From Conference Call

  • PCHEM’s effective tax rate (ETR) in 3QFY23 was 25.1%, much higher than 6.0% in FY22 or 8.8% in 2QFY23. The higher tax rate was due to nondeductibles expenses, mainly accrual payment to BRB group. Management guided that ETR is expected to hover around 10%-15% in coming quarters.
  • PIC experienced LBITDA of c.RM35mn in 3QFY23, halved from a quarter ago mainly due to foreign exchange gains and ramping up of volume at the plant. PIC still has 5 more performance test runs (PTR), which are expected to be completed by 1QFY24. The decision to commence commercialisation will depend on the outcome of the PTR. We expect PIC to register narrower losses in the coming quarter from ramping up of production volume, with commercialisation likely around mid-FY24. However, loss from PIC could expand in FY24 as depreciation expense kicks in from 1QFY24 onwards.
  • Separately, PCHEM has extended the existing gas sales agreement with Petroliam Nasional Berhad for the supply of ethane and propane as feedstock for plant operations at PETRONAS Chemicals Olefins Sdn Bhd for 1 year from 1 Jan to 31 Dec 2024 on the same terms and conditions.

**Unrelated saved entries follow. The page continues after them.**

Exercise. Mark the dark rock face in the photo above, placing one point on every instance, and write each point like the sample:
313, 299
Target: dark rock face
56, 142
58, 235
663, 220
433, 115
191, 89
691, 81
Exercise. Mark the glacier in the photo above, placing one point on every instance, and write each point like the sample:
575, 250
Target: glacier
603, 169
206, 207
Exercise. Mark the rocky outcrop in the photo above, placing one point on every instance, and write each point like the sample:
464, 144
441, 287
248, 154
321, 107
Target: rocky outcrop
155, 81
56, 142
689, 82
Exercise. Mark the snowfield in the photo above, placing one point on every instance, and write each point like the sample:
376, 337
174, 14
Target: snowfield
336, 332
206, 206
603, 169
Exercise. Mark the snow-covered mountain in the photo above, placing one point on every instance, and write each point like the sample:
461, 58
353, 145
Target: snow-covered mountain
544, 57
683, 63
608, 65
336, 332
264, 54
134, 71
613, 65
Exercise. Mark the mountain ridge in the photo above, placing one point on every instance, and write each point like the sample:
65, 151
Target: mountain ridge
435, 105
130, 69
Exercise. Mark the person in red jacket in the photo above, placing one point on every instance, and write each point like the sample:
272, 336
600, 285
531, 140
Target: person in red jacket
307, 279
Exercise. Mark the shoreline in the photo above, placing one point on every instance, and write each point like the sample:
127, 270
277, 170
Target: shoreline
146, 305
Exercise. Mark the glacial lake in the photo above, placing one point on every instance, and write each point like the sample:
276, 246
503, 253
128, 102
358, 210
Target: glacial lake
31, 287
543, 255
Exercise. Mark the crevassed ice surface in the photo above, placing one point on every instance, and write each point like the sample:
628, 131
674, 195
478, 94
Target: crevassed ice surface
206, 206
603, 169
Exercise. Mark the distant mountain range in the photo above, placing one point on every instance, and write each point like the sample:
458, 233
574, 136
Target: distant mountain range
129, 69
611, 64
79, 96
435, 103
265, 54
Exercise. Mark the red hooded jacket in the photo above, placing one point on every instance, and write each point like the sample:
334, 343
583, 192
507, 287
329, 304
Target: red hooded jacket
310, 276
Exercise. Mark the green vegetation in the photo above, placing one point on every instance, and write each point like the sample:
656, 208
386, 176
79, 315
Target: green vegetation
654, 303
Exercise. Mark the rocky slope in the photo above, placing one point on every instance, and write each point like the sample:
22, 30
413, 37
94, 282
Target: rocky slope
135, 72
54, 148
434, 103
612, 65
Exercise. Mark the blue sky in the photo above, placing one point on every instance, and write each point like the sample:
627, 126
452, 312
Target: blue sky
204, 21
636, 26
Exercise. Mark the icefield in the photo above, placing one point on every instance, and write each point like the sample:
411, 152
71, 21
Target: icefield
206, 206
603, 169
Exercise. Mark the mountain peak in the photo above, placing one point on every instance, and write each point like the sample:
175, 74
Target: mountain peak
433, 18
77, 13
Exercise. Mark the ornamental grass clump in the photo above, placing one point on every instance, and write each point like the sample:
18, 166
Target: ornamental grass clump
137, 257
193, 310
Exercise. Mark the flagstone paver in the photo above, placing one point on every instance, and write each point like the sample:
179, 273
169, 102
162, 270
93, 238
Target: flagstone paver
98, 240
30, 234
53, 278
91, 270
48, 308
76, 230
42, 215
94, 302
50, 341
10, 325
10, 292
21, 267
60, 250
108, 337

  • We lower our FY23/FY24/FY25 earnings forecasts by 16.5%/5.1%/2.5% respectively after lowering our ASP assumptions for O&D products by 3%- 5% and increasing our effective tax rate forecasts from 8%/8%/8% to 13%/10%/10%.


  • Maintain Hold with a lower TP of RM7.47/share (previous: RM7.55/share) pegged to 9x CY24 EV/EBITDA.